3. Right to Rectification
Customers can ask you to correct inaccurate data. Update their record in Shopify when requested.
4. Right to Erasure (Right to Be Forgotten)
Customers can request deletion of their data. In Shopify: Customers → select customer → Erase personal data. Note: You can retain data needed for legal obligations (tax records).
5. Right to Restrict Processing
Customers can ask you to limit how you use their data while disputes are resolved.
6. Right to Data Portability
Customers can request their data in a machine-readable format to transfer to another service.
7. Right to Object
Customers can object to processing based on legitimate interests. For marketing, they can unsubscribe at any time.
8. Rights Related to Automated Decision Making
Customers have rights regarding automated decisions that significantly affect them. Rarely applies to standard ecommerce.
Handling Requests
- 1Verify identity
Ensure the request is from the actual customer. Ask for verification if unsure.
- 2Acknowledge receipt
Confirm you received the request and will respond within one month.
- 3Process the request
Use Shopify's built-in tools for data access and erasure requests.
- 4Notify third parties
If you have shared data with apps or services, notify them of erasure requests.
- 5Respond to the customer
Confirm what action you have taken within the one-month deadline.
Third-Party Processors
When you use apps, email services, or other tools that handle customer data, you remain responsible for that data. You must ensure your processors are GDPR compliant.
Shopify as a Processor
Shopify acts as a data processor on your behalf.

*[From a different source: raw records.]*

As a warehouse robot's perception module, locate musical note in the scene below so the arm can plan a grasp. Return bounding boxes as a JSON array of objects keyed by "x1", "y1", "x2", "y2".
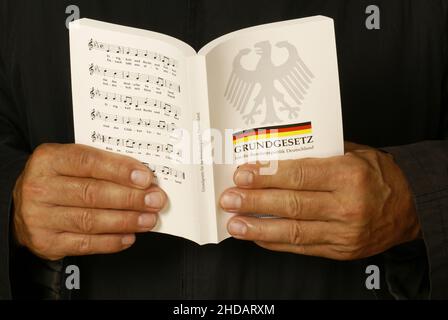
[
  {"x1": 90, "y1": 87, "x2": 181, "y2": 120},
  {"x1": 91, "y1": 131, "x2": 182, "y2": 156},
  {"x1": 90, "y1": 109, "x2": 177, "y2": 132},
  {"x1": 89, "y1": 64, "x2": 180, "y2": 92},
  {"x1": 143, "y1": 162, "x2": 185, "y2": 180},
  {"x1": 88, "y1": 39, "x2": 178, "y2": 68}
]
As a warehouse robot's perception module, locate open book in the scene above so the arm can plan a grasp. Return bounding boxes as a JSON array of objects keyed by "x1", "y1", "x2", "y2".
[{"x1": 70, "y1": 16, "x2": 343, "y2": 244}]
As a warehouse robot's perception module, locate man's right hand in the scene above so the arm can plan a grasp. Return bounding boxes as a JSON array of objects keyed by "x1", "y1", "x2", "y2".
[{"x1": 13, "y1": 144, "x2": 167, "y2": 260}]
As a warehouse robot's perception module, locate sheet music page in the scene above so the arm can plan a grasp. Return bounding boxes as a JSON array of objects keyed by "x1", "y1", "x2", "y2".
[
  {"x1": 199, "y1": 16, "x2": 344, "y2": 240},
  {"x1": 70, "y1": 19, "x2": 214, "y2": 242}
]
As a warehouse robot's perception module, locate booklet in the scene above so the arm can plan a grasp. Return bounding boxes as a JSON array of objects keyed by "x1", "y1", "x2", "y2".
[{"x1": 70, "y1": 16, "x2": 344, "y2": 244}]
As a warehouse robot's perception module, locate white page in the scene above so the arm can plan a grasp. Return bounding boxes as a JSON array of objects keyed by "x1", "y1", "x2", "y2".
[
  {"x1": 70, "y1": 19, "x2": 216, "y2": 243},
  {"x1": 199, "y1": 16, "x2": 344, "y2": 240}
]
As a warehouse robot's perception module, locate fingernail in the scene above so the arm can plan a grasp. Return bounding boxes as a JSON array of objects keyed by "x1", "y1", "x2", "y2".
[
  {"x1": 131, "y1": 170, "x2": 151, "y2": 187},
  {"x1": 235, "y1": 170, "x2": 254, "y2": 186},
  {"x1": 221, "y1": 192, "x2": 243, "y2": 210},
  {"x1": 121, "y1": 234, "x2": 135, "y2": 246},
  {"x1": 228, "y1": 220, "x2": 247, "y2": 236},
  {"x1": 145, "y1": 192, "x2": 163, "y2": 209},
  {"x1": 138, "y1": 213, "x2": 157, "y2": 229}
]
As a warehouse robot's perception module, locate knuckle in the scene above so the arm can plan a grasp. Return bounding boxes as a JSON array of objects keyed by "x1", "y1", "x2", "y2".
[
  {"x1": 31, "y1": 143, "x2": 56, "y2": 161},
  {"x1": 289, "y1": 222, "x2": 304, "y2": 245},
  {"x1": 27, "y1": 231, "x2": 51, "y2": 255},
  {"x1": 123, "y1": 190, "x2": 139, "y2": 209},
  {"x1": 115, "y1": 214, "x2": 137, "y2": 232},
  {"x1": 21, "y1": 178, "x2": 47, "y2": 199},
  {"x1": 81, "y1": 181, "x2": 97, "y2": 206},
  {"x1": 76, "y1": 235, "x2": 92, "y2": 255},
  {"x1": 75, "y1": 209, "x2": 95, "y2": 233},
  {"x1": 286, "y1": 192, "x2": 303, "y2": 219},
  {"x1": 78, "y1": 149, "x2": 97, "y2": 171},
  {"x1": 287, "y1": 162, "x2": 305, "y2": 189},
  {"x1": 352, "y1": 160, "x2": 370, "y2": 188}
]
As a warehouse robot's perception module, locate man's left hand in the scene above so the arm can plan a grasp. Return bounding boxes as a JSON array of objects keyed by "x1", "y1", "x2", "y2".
[{"x1": 220, "y1": 143, "x2": 420, "y2": 260}]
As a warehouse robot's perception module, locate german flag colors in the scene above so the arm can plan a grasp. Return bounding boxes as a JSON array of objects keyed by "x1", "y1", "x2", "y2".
[{"x1": 233, "y1": 122, "x2": 313, "y2": 145}]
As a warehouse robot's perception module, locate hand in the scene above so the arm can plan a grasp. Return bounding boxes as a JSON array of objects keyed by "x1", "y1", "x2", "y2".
[
  {"x1": 220, "y1": 143, "x2": 420, "y2": 260},
  {"x1": 13, "y1": 144, "x2": 167, "y2": 260}
]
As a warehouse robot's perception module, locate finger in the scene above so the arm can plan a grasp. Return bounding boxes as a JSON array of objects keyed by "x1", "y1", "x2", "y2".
[
  {"x1": 255, "y1": 241, "x2": 346, "y2": 260},
  {"x1": 39, "y1": 176, "x2": 167, "y2": 212},
  {"x1": 52, "y1": 144, "x2": 154, "y2": 189},
  {"x1": 344, "y1": 141, "x2": 372, "y2": 153},
  {"x1": 54, "y1": 233, "x2": 135, "y2": 257},
  {"x1": 227, "y1": 216, "x2": 339, "y2": 245},
  {"x1": 38, "y1": 206, "x2": 157, "y2": 234},
  {"x1": 233, "y1": 156, "x2": 343, "y2": 191},
  {"x1": 220, "y1": 188, "x2": 340, "y2": 221}
]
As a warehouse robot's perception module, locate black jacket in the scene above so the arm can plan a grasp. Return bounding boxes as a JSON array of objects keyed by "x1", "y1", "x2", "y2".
[{"x1": 0, "y1": 0, "x2": 448, "y2": 299}]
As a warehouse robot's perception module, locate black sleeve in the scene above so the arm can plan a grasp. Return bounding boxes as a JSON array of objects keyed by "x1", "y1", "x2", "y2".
[
  {"x1": 385, "y1": 45, "x2": 448, "y2": 299},
  {"x1": 385, "y1": 140, "x2": 448, "y2": 299},
  {"x1": 0, "y1": 1, "x2": 29, "y2": 299}
]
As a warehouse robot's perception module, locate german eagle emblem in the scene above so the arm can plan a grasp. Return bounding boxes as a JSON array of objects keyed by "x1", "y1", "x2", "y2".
[{"x1": 224, "y1": 41, "x2": 314, "y2": 124}]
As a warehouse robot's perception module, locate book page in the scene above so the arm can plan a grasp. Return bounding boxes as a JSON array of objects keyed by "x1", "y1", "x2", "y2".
[
  {"x1": 70, "y1": 19, "x2": 210, "y2": 243},
  {"x1": 199, "y1": 16, "x2": 344, "y2": 240}
]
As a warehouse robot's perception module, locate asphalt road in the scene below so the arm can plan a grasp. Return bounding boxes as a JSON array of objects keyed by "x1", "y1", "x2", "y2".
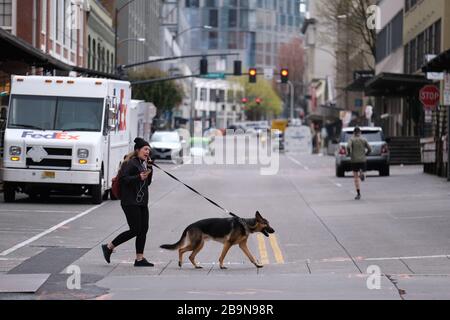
[{"x1": 0, "y1": 147, "x2": 450, "y2": 300}]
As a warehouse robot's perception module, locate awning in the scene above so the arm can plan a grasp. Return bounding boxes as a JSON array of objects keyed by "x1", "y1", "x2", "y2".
[
  {"x1": 0, "y1": 28, "x2": 118, "y2": 79},
  {"x1": 345, "y1": 78, "x2": 370, "y2": 92},
  {"x1": 0, "y1": 28, "x2": 71, "y2": 71},
  {"x1": 345, "y1": 70, "x2": 375, "y2": 92},
  {"x1": 422, "y1": 49, "x2": 450, "y2": 72},
  {"x1": 364, "y1": 73, "x2": 432, "y2": 97}
]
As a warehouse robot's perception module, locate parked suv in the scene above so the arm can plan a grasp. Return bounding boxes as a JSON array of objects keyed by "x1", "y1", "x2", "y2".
[{"x1": 336, "y1": 127, "x2": 390, "y2": 177}]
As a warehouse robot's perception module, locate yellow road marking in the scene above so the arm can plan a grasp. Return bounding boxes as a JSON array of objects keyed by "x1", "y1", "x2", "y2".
[
  {"x1": 269, "y1": 234, "x2": 284, "y2": 264},
  {"x1": 257, "y1": 234, "x2": 269, "y2": 264}
]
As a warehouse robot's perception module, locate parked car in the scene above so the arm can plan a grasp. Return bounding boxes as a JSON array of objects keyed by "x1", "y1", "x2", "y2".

They have a Data Processing Addendum (DPA) that covers GDPR requirements. You can find this in your Shopify admin under Settings → Legal.
App Compliance
- •Review app privacy policies: Check what data they collect and how they use it
- •Check for DPAs: Legitimate apps should have Data Processing Addendums available
- •Understand data transfers: Where does the app store data? If outside EU/UK, what safeguards exist?

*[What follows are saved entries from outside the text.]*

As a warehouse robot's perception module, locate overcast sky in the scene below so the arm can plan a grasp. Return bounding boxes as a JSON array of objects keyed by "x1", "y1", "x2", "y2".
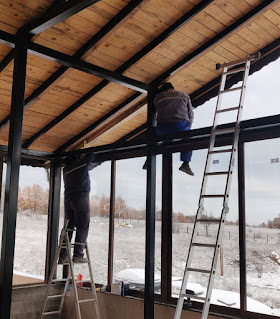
[{"x1": 9, "y1": 59, "x2": 280, "y2": 228}]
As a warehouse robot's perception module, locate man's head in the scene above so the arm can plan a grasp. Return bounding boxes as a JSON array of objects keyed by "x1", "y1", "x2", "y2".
[{"x1": 158, "y1": 82, "x2": 174, "y2": 93}]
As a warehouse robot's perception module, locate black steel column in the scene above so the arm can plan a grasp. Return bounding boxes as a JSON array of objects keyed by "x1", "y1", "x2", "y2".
[
  {"x1": 45, "y1": 161, "x2": 61, "y2": 281},
  {"x1": 0, "y1": 44, "x2": 27, "y2": 319},
  {"x1": 144, "y1": 92, "x2": 156, "y2": 319},
  {"x1": 0, "y1": 157, "x2": 3, "y2": 209},
  {"x1": 161, "y1": 152, "x2": 172, "y2": 302},
  {"x1": 238, "y1": 141, "x2": 247, "y2": 312},
  {"x1": 107, "y1": 160, "x2": 116, "y2": 291}
]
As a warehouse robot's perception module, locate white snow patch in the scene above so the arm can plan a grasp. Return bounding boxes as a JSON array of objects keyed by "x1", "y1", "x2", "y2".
[{"x1": 114, "y1": 269, "x2": 160, "y2": 288}]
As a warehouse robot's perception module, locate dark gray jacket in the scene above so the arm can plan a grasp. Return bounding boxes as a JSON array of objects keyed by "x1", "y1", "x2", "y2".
[{"x1": 154, "y1": 89, "x2": 193, "y2": 126}]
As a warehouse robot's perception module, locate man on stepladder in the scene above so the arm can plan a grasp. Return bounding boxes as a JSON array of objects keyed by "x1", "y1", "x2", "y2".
[
  {"x1": 58, "y1": 153, "x2": 100, "y2": 264},
  {"x1": 143, "y1": 82, "x2": 194, "y2": 176}
]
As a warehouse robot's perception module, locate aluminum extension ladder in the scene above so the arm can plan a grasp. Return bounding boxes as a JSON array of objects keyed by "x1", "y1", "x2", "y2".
[
  {"x1": 40, "y1": 219, "x2": 101, "y2": 319},
  {"x1": 174, "y1": 53, "x2": 260, "y2": 319}
]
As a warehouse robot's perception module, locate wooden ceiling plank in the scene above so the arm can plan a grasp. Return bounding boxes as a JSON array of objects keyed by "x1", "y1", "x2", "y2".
[
  {"x1": 255, "y1": 15, "x2": 279, "y2": 39},
  {"x1": 264, "y1": 10, "x2": 280, "y2": 29},
  {"x1": 237, "y1": 28, "x2": 268, "y2": 49}
]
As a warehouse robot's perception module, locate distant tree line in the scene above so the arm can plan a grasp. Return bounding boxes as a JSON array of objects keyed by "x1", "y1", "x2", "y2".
[
  {"x1": 90, "y1": 195, "x2": 189, "y2": 223},
  {"x1": 260, "y1": 214, "x2": 280, "y2": 229},
  {"x1": 18, "y1": 184, "x2": 49, "y2": 215},
  {"x1": 14, "y1": 184, "x2": 197, "y2": 223}
]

- •Limit app permissions: Only grant the access apps actually need
Common Third-Party Services
- •Email marketing: Klaviyo, Mailchimp, Omnisend (all have GDPR compliance features)

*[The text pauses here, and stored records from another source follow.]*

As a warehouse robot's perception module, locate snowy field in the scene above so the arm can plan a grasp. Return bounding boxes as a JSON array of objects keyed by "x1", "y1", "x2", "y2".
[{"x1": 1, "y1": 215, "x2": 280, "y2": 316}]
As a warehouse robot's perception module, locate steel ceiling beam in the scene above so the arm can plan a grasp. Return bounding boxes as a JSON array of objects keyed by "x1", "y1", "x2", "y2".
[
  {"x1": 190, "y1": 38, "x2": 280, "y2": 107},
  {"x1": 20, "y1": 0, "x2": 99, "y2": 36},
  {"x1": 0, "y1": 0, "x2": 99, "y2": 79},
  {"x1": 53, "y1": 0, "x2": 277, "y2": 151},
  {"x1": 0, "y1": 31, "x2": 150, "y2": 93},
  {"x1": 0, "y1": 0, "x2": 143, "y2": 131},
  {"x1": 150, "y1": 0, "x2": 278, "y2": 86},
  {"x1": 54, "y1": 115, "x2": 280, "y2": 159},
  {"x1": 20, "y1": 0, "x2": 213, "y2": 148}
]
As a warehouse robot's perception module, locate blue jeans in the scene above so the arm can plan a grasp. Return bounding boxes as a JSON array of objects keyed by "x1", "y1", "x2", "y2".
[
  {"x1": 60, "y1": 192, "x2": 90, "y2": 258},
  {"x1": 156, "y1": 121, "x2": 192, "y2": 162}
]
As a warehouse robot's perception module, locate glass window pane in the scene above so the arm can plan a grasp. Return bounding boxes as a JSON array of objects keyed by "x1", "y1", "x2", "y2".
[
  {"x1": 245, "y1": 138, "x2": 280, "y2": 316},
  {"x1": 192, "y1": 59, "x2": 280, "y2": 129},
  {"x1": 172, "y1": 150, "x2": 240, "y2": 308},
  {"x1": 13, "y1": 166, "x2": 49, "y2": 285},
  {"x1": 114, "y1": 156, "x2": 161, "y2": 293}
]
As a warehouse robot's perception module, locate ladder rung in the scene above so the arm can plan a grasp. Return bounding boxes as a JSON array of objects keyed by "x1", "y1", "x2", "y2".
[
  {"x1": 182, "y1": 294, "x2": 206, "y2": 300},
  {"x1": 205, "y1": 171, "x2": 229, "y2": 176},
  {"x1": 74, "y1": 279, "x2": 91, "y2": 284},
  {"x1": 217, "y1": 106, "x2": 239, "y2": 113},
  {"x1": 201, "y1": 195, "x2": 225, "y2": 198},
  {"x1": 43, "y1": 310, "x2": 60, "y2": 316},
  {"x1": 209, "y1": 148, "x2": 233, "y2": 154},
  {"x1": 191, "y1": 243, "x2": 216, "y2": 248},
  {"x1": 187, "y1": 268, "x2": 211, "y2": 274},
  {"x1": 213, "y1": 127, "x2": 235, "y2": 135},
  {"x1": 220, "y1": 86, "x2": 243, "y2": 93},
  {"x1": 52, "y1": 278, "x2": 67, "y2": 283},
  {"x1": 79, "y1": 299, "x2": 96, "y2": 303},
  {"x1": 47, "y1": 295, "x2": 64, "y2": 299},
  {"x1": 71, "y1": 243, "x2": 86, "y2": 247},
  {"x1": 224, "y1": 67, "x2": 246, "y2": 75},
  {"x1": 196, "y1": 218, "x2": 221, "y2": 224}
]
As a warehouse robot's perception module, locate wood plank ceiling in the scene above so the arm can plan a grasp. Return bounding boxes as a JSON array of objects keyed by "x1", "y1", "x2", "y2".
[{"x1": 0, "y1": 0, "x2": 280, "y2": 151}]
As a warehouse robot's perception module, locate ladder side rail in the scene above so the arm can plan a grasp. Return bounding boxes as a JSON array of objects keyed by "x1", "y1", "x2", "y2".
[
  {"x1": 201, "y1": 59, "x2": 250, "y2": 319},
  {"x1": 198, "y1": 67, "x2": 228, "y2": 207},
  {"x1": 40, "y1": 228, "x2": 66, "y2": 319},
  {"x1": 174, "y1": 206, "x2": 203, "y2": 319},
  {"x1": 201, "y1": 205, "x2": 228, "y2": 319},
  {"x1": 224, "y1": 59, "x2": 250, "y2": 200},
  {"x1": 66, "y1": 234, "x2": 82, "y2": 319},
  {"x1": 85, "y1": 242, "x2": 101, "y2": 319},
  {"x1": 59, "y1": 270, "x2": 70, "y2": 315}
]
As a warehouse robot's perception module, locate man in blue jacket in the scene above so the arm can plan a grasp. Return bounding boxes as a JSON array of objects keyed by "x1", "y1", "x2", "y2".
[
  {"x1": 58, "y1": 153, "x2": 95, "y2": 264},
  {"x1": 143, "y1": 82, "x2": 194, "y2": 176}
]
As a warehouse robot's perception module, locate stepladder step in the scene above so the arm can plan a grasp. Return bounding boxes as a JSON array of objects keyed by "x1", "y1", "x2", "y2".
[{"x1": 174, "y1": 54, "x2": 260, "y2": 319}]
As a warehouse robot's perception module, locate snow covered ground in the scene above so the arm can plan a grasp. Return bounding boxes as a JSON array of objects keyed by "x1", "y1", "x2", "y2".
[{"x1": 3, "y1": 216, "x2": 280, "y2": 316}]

- •Analytics: Google Analytics (configure for GDPR, enable IP anonymisation)
- •Reviews: Judge.me, Loox, Yotpo (check their GDPR documentation)
- •Shipping: Your shipping provider also processes customer data
Documentation
GDPR requires you to demonstrate compliance. This means keeping records of your data processing activities, consent, and any data requests handled.
What to Document
- ✓Data audit: What data you collect, why, and where it goes
- ✓Legal bases: Your justification for each processing activity
- ✓Consent records: When and how consent was obtained
- ✓Data subject requests: Log of all requests received and how you responded
- ✓Processor agreements: Copies of DPAs with apps and services
- ✓Privacy policy versions: Keep dated copies when you update
Pro Tip
Create a simple compliance folder with your data audit spreadsheet, current privacy policy, list of processors with their DPAs, and a log for data requests. Review and update quarterly.
Next Steps
Implement GDPR compliance in this order:
- 1Conduct your data audit
You cannot be compliant without knowing what data you process.
- 2Update your privacy policy
Make it comprehensive and easy to understand.
- 3Implement cookie consent
See our dedicated cookie consent guide for implementation details.
- 4Review marketing consent
Ensure all opt-ins are explicit and unchecked by default.